Los hombres corrían con la boca abierta profiriendo exclamaciones que no le era posible entender. Luego, una segunda explosión lanzó por los aires una sección del túnel, allí donde había estado el frente de la perforación. Una enorme llama envuelta en humo brotó de algún lugar más allá del muro.
Pudo ver cómo Pauling gritaba, aun cuando sin percibir realmente el grito. Pauling había echado a correr detrás de los otros intentando pisar firme por entre los pedazos de roca y los montones de polvo que cubrían el suelo. Sturm estaba como transfigurado, agarrando todavía su martillo, paralizado por el miedo. Un muro de humo y de llamas lo engulló de improviso y todo cuanto Dietz pudo ver a partir de aquel momento fue la sombra de un hombre que se agitaba bajo la roja luz y que luego caía fulminado al suelo.
Pauling pasó por su lado, pero no había recorrido más que unos metros cuando se vio atrapado por una bola de fuego que rugía por toda la extensión del túnel. Al alcanzar a Pauling, rodó sobre él envolviéndolo en un manto de muerte.
«¡Oh, Dios mío! —pensó Dietz—. Si por lo menos hubiera podido escuchar sus gritos…»
De pronto cedió una parte del escudo que lo cubría por encima, y una masa de piedras sueltas se desplomó cayendo sobre el recinto. Dietz recobró de pronto el oído aunque acompañado ahora por un intenso campanilleo. Podía oír el tumulto de las piedras al caer y el crujido de las capas de roca al desplazarse por encima de él. Y también los gritos de agonía de centenares de hombres.
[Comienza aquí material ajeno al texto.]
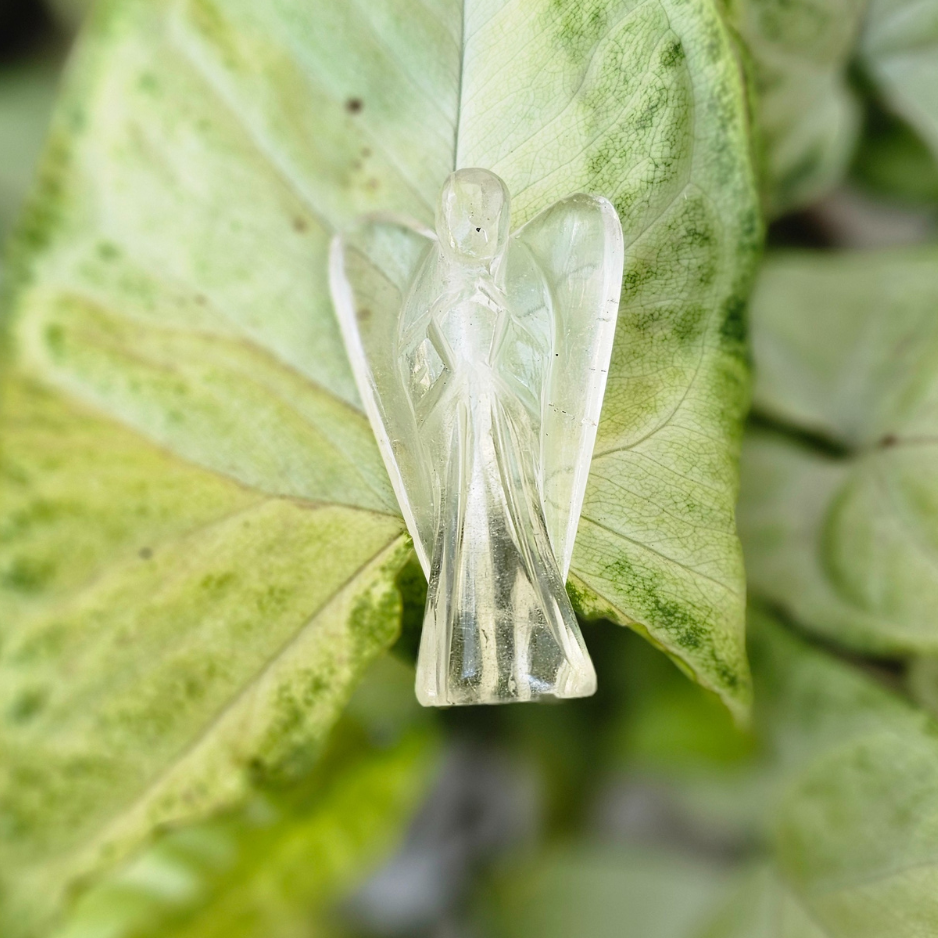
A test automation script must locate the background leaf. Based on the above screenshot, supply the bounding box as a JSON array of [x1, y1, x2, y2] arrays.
[[483, 611, 938, 938], [483, 853, 833, 938], [860, 0, 938, 167], [739, 248, 938, 652], [49, 656, 440, 938], [725, 0, 866, 216], [749, 609, 938, 937], [699, 867, 830, 938], [482, 844, 733, 938]]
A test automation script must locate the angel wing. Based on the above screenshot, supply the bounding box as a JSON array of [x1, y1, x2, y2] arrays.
[[507, 195, 624, 578], [328, 214, 439, 572]]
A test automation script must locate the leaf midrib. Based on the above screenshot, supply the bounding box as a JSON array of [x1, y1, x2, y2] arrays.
[[453, 0, 467, 168]]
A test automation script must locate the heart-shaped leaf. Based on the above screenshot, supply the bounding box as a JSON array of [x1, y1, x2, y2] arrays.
[[1, 0, 757, 928], [861, 0, 938, 167], [483, 844, 733, 938], [749, 609, 938, 937], [739, 248, 938, 652], [485, 851, 828, 938], [725, 0, 866, 216], [487, 608, 938, 938]]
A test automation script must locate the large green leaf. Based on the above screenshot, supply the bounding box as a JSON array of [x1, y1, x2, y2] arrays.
[[699, 867, 829, 938], [725, 0, 866, 216], [0, 0, 757, 927], [749, 609, 938, 936], [739, 248, 938, 652], [860, 0, 938, 167], [484, 850, 829, 938], [50, 656, 439, 938], [487, 611, 938, 938], [7, 0, 760, 712], [482, 844, 732, 938], [0, 376, 411, 936]]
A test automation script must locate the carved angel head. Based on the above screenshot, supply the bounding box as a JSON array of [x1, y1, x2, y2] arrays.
[[436, 168, 511, 264]]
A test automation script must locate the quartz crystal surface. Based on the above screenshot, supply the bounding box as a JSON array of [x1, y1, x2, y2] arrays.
[[330, 169, 623, 706]]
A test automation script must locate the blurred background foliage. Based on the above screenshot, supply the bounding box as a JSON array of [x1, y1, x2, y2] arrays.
[[3, 0, 938, 935], [0, 0, 79, 242]]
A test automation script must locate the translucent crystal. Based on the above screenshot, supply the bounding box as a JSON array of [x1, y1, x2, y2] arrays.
[[330, 169, 623, 706]]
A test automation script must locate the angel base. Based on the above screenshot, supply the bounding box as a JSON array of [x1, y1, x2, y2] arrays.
[[415, 609, 597, 707]]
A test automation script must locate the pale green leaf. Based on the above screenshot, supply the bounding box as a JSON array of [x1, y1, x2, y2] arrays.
[[861, 0, 938, 168], [725, 0, 866, 215], [749, 609, 938, 937], [739, 248, 938, 652], [482, 849, 825, 938], [1, 0, 757, 927], [50, 657, 439, 938], [698, 866, 832, 938], [6, 0, 759, 717], [0, 376, 410, 936], [482, 844, 732, 938]]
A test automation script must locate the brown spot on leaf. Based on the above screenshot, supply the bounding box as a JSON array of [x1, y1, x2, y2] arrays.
[[346, 98, 363, 114]]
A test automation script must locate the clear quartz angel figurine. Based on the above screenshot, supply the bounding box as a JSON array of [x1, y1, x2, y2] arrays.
[[330, 169, 623, 706]]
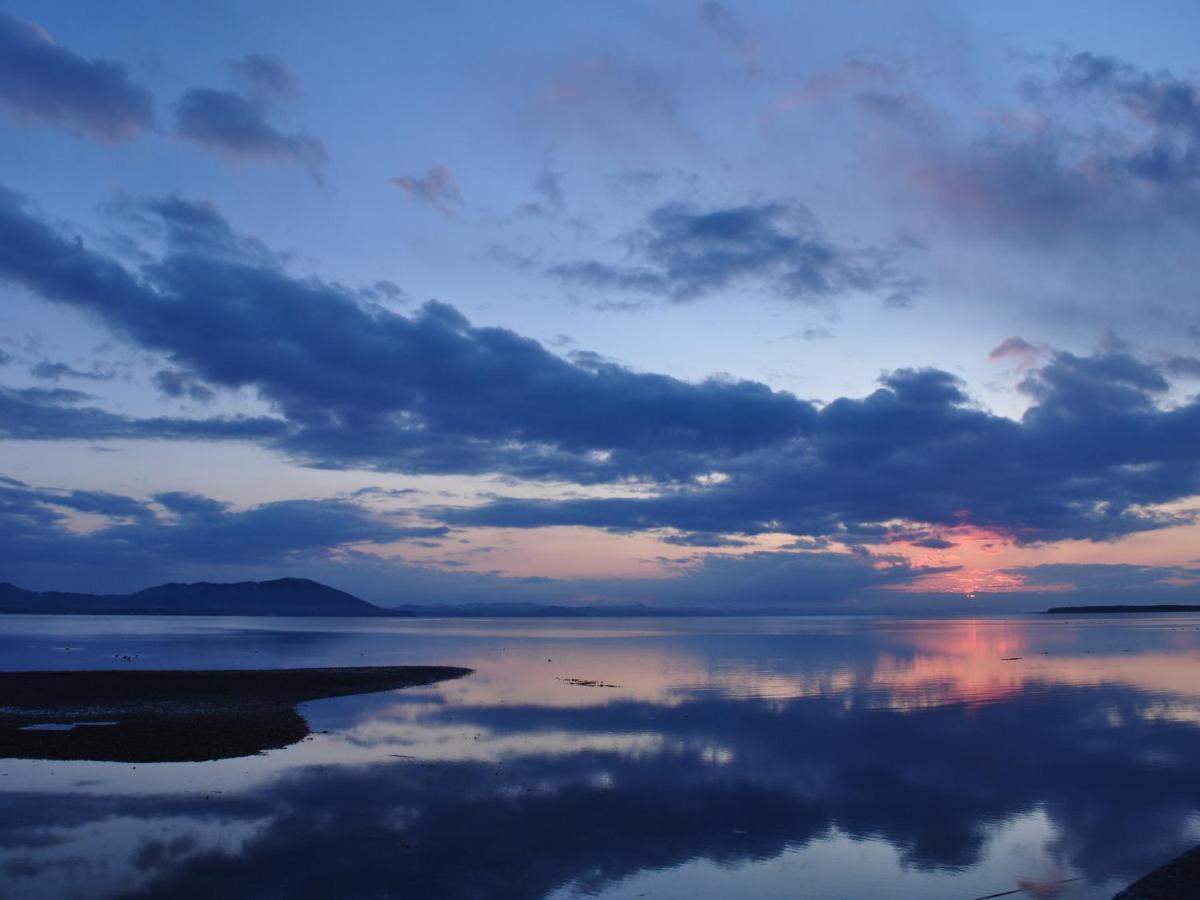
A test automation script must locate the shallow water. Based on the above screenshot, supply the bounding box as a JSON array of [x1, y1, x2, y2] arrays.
[[1, 614, 1199, 899]]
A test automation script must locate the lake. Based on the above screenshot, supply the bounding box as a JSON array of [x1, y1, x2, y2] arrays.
[[1, 614, 1198, 899]]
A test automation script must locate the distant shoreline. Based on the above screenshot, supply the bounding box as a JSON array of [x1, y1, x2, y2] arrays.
[[1042, 604, 1200, 614], [10, 606, 1200, 619], [0, 607, 415, 617], [7, 575, 1200, 618], [0, 578, 407, 617]]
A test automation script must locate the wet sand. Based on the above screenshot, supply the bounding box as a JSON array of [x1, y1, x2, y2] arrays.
[[0, 666, 471, 763]]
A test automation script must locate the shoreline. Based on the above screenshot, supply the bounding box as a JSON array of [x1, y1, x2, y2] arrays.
[[1115, 844, 1200, 899]]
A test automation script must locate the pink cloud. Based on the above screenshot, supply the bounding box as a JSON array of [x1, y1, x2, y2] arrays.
[[775, 59, 895, 112], [988, 337, 1043, 366], [389, 164, 462, 215]]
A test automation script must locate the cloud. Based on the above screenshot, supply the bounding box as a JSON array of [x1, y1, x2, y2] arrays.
[[822, 48, 1200, 347], [659, 531, 750, 548], [0, 187, 812, 483], [442, 356, 1200, 544], [389, 165, 462, 214], [910, 536, 955, 549], [988, 336, 1040, 364], [0, 384, 284, 442], [0, 477, 444, 587], [153, 369, 216, 403], [874, 50, 1200, 246], [174, 88, 327, 170], [5, 187, 1200, 549], [697, 2, 761, 75], [229, 54, 300, 103], [550, 200, 922, 306], [1016, 349, 1168, 416], [634, 548, 951, 606], [518, 164, 565, 217], [1055, 51, 1200, 184], [1003, 562, 1200, 595], [29, 360, 113, 382], [777, 58, 895, 109], [265, 537, 957, 610], [606, 169, 666, 196], [0, 459, 946, 606], [540, 55, 691, 151], [0, 12, 154, 141], [1163, 355, 1200, 378]]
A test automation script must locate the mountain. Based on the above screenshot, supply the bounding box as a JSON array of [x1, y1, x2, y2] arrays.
[[0, 578, 408, 617]]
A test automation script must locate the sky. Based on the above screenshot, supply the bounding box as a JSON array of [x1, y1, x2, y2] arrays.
[[2, 0, 1200, 610]]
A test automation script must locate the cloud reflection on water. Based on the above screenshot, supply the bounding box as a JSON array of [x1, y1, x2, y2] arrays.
[[0, 615, 1198, 899]]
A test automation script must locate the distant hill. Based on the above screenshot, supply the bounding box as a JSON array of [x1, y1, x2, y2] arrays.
[[1044, 604, 1200, 614], [0, 578, 409, 617]]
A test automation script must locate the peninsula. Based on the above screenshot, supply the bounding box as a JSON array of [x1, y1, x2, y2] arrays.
[[0, 665, 471, 762]]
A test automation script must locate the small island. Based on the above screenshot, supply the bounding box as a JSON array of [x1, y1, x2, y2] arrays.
[[1043, 604, 1200, 614], [0, 665, 471, 762]]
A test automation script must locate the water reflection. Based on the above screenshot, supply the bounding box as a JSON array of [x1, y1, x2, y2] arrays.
[[1, 615, 1199, 898]]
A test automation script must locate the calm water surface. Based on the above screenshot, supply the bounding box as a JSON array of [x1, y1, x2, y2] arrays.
[[1, 614, 1199, 899]]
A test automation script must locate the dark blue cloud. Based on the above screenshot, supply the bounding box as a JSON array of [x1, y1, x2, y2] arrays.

Luego, los lamentos se apagaron y sólo se escuchó el zumbido de las llamas junto con el rechinamiento que las rocas producían en las capas superiores. Se encontraba atrapado en un pequeño recinto. Por unos breves instantes pensó que quizá se salvaría. Pero luego el calor empezó a aumentar. Jadeó, intentando inhalar aire, pero se dio cuenta demasiado tarde que lo único que introducía en sus pulmones eran bocanadas de gas letal.
Logró salir al exterior y dio unos pasos por el túnel, tropezando con los cuerpos caídos por doquier. Montones de carbón humeante se pegaban a la piel metálica del «topo» y ardían con rojo fulgor en la oscuridad.
Tenía el pecho abrasado. Trataba de inhalar aire, aun a sabiendas de que con ello aceleraba su muerte. Tuvo un breve instante de dolor conforme los gases ardientes le consumían los pulmones.
Luego se desplomó sobre el suelo, agradeciendo que sólo le quedaran unos breves instantes de vida.